The American Journal of Accountable Care®December 2016
Volume 4
Issue 4

Hospitals receiving national quality awards showed better performance in selected outcomes variables compared with hospitals that had not received these awards.


Objectives: To examine the differences between national quality award—winning hospitals’ quality outcomes compared to with the outcomes of non–national quality award–winning hospitals in 11 selected key variables.

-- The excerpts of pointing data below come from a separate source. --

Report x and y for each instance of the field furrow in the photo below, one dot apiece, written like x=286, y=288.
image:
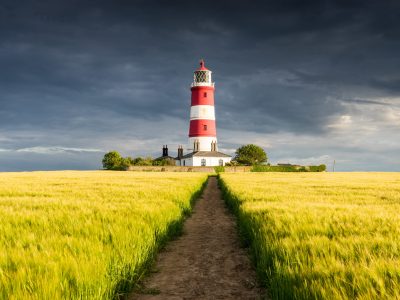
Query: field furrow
x=321, y=235
x=86, y=235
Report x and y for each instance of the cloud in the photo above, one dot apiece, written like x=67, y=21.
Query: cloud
x=317, y=77
x=51, y=150
x=56, y=150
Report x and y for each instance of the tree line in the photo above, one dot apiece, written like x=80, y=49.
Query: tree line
x=247, y=155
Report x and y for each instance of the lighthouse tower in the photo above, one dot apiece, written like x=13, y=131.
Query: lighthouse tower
x=202, y=129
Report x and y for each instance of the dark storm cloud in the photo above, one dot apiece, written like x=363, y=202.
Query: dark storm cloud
x=78, y=72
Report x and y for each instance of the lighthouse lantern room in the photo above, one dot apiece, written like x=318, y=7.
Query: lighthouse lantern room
x=202, y=128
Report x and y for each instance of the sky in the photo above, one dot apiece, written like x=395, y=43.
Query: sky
x=312, y=82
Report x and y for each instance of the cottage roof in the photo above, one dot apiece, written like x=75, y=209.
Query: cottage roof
x=205, y=154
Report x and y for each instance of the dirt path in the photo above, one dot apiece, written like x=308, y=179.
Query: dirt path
x=207, y=262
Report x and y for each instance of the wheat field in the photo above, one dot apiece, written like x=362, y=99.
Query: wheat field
x=321, y=235
x=86, y=235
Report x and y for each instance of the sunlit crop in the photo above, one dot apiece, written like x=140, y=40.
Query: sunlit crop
x=321, y=235
x=86, y=235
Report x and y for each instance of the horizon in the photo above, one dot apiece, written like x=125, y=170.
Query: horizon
x=310, y=82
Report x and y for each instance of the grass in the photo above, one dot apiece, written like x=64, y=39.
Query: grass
x=321, y=235
x=86, y=235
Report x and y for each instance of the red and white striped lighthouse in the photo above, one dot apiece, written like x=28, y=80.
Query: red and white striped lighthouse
x=202, y=130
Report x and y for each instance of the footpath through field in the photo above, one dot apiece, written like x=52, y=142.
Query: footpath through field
x=207, y=262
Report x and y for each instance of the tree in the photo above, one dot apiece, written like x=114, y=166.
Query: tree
x=250, y=155
x=112, y=161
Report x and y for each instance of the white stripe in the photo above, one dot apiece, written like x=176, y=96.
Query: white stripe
x=203, y=112
x=204, y=143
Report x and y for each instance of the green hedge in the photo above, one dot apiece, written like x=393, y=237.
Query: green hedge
x=266, y=168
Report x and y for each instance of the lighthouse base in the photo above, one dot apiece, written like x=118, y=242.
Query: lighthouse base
x=203, y=143
x=204, y=159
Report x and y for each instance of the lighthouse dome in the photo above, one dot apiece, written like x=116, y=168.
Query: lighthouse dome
x=202, y=76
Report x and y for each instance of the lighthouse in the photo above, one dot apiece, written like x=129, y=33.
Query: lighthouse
x=202, y=125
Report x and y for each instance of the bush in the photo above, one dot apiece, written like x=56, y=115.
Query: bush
x=250, y=155
x=112, y=161
x=268, y=168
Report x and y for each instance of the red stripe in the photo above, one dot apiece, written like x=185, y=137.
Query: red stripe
x=202, y=95
x=202, y=128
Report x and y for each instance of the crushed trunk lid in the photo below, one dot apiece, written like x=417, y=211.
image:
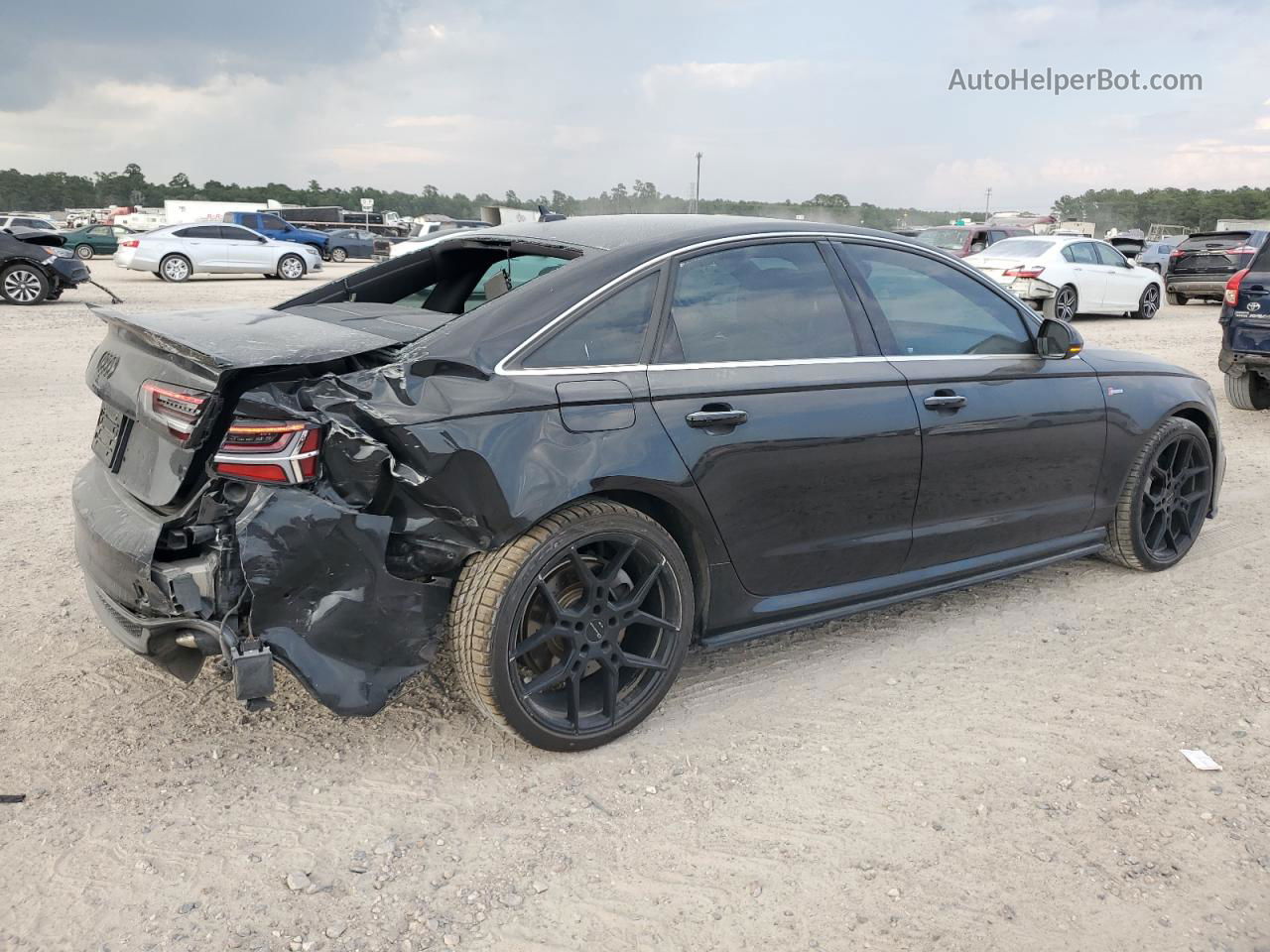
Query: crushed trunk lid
x=202, y=353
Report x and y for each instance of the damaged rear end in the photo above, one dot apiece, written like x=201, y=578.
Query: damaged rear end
x=234, y=504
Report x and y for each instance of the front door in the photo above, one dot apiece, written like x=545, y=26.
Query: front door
x=1011, y=442
x=801, y=436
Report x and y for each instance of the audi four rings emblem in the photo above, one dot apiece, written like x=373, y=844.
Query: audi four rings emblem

Study Design: Data from the Medicare Hospital Compare database was collected for over 3000 hospitals across the United States. National quality award—winning hospitals are defined as those that have received either the Malcolm Baldrige National Quality Award for Health Care or the Healthgrades Distinguished Hospital for Clinical Excellence Award in 2012, 2013, or 2014. Hospitals that did not receive either of these 2 awards were categorized as non–national quality award–winning. Variables from the Medicare Hospital Compare database were refined to include only key variables in clinical quality.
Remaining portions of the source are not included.